# New forum member from Los Angeles



## hansolo3 (Mar 6, 2008)

Hi everyone. I'm a long time road rider from Florida (used to race a long time ago). I've been in LA for a while but started riding again about 6 months ago (after buying a Specialized Tarmac Expert) and haven't gotten off since! Still gettting used to the hills, but I'm much better at it now.

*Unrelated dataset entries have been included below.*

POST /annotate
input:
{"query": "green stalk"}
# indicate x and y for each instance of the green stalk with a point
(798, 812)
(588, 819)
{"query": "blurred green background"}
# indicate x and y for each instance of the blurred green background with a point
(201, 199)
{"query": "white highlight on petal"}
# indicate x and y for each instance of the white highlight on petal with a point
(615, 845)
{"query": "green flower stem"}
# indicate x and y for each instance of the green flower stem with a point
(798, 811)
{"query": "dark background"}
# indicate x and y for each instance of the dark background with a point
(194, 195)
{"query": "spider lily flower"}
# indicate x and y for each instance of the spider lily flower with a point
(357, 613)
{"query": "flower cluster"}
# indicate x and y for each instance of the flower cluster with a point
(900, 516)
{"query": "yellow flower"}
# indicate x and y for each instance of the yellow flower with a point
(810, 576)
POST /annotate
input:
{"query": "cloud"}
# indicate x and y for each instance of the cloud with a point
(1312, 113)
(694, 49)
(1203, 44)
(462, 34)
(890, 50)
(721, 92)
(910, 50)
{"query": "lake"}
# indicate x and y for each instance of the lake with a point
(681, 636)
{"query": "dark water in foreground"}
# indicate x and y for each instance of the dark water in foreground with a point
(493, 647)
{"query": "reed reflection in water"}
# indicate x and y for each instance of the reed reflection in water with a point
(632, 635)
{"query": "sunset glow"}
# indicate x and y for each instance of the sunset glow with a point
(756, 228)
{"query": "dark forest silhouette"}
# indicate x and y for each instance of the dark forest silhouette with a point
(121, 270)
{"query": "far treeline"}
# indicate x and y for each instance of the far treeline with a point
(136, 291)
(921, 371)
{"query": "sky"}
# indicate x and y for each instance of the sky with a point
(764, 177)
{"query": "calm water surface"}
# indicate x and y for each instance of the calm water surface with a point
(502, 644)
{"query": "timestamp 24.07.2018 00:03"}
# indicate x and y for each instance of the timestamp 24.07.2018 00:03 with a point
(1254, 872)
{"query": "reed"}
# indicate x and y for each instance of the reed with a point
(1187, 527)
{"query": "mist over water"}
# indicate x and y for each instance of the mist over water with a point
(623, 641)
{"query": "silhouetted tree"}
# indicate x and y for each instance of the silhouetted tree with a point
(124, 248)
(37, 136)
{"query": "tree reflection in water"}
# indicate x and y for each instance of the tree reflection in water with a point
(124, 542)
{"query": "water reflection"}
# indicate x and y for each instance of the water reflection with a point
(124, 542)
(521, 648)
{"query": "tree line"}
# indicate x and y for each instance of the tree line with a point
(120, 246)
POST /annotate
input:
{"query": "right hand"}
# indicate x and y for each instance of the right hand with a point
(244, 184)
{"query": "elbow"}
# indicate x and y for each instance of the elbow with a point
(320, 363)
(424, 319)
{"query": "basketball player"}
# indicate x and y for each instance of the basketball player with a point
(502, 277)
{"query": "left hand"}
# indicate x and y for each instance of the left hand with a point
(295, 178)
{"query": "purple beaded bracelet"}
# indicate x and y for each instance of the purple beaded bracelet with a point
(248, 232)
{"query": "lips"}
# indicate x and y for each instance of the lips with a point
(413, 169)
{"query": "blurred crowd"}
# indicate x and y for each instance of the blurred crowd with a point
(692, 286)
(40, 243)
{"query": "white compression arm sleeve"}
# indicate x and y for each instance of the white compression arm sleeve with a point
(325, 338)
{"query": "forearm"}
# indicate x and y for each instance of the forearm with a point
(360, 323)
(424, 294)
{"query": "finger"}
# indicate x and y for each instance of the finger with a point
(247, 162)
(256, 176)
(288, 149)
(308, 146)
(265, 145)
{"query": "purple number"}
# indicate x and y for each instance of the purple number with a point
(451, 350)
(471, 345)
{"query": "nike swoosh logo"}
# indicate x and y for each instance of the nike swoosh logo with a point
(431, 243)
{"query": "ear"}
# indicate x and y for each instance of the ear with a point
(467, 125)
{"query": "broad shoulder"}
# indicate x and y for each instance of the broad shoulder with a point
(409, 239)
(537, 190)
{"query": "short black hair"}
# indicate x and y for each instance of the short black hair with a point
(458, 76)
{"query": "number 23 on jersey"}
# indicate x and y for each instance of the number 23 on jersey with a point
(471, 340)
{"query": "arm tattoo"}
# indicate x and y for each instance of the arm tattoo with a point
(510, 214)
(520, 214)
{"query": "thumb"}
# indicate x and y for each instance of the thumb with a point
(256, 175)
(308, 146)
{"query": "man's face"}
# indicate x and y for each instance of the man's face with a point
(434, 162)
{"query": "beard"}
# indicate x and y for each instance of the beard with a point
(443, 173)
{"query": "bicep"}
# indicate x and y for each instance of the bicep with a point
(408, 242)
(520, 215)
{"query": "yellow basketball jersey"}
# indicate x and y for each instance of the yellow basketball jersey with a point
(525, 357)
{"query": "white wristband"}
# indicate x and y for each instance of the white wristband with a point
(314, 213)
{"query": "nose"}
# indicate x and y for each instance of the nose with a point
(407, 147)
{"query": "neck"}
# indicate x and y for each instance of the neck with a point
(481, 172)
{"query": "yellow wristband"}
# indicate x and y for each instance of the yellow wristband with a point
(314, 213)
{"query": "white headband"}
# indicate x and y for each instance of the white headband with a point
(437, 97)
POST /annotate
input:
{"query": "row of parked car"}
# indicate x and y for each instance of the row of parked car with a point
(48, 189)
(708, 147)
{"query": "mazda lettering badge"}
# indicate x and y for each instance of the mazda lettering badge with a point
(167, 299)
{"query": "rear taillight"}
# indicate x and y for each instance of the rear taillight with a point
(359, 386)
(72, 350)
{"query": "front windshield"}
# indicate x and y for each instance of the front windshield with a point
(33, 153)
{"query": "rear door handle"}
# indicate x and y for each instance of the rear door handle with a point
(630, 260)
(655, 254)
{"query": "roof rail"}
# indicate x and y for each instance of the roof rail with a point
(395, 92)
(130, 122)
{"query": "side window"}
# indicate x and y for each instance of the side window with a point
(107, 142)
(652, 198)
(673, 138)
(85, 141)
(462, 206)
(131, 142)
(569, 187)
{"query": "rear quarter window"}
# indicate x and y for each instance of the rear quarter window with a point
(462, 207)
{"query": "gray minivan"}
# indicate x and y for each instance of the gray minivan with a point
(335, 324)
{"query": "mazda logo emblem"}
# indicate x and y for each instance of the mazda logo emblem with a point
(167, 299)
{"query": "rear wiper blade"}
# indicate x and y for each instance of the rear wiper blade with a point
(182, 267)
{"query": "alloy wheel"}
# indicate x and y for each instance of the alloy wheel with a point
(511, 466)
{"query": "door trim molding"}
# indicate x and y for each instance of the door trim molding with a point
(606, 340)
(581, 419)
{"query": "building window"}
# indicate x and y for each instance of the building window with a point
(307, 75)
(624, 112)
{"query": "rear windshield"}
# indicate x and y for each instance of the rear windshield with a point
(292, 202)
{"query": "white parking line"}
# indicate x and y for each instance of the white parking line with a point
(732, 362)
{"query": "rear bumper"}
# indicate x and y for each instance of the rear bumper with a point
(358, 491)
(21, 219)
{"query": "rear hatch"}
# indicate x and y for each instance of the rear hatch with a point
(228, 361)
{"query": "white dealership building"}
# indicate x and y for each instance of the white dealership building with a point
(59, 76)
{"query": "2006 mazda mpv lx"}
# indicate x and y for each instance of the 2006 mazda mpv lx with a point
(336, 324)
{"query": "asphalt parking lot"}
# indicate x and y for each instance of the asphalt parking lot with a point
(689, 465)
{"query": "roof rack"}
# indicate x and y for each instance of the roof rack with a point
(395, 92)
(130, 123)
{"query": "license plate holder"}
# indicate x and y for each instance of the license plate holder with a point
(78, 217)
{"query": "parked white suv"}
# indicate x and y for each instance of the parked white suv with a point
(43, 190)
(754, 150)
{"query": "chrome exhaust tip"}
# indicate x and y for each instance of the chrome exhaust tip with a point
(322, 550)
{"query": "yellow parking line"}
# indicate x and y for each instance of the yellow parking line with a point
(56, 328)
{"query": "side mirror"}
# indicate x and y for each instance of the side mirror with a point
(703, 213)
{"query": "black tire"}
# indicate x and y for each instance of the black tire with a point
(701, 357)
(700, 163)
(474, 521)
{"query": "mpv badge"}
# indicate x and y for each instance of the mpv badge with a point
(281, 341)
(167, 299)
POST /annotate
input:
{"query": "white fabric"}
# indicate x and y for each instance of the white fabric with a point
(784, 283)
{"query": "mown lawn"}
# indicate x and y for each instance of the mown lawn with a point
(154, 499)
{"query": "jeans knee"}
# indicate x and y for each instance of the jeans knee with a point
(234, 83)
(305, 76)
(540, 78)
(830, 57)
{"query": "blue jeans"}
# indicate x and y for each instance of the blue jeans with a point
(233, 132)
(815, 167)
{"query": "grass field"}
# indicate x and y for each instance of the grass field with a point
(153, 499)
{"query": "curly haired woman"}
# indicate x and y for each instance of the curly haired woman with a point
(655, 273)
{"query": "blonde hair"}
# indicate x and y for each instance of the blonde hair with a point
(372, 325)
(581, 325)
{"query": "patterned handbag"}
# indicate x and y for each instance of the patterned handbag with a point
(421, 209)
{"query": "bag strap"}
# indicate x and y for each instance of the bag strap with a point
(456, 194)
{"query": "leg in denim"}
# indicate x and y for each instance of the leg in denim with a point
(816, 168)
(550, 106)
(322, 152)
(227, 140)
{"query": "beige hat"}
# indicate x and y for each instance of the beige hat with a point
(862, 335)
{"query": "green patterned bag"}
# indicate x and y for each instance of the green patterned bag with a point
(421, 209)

So if you're looking to go riding, let me know. I live in Toluca Lake but will ride almost anywhere. Also, if you're a FaceBook member, take a look at the group I created and join (it's free!) Get on your BIKE and RIDE

Thanks,
Jason


----------



## roadfix (Jun 20, 2006)

Welcome Jason! Another Griffith Park/observatory rider! We'll see you on the hill!


----------



## hansolo3 (Mar 6, 2008)

Thanks roadfix! Meet you at the top!>
Jason


----------



## cwg_at_opc (Oct 20, 2005)

interesting. your 25mi ride takes you right past my work(disney) - what time
of the day do you hit the park?(i ride at noon-1pm most days, M, T, TH, F)


----------



## JoeDaddio (Sep 3, 2005)

Feel free to join us on Saturday!


http://forums.roadbikereview.com/showthread.php?t=123503










joe


----------



## il sogno (Jul 15, 2002)

Jason, if you see me struggling up the Griff Park hill, a little push would be appreciated. Thanks. 

i.s.


----------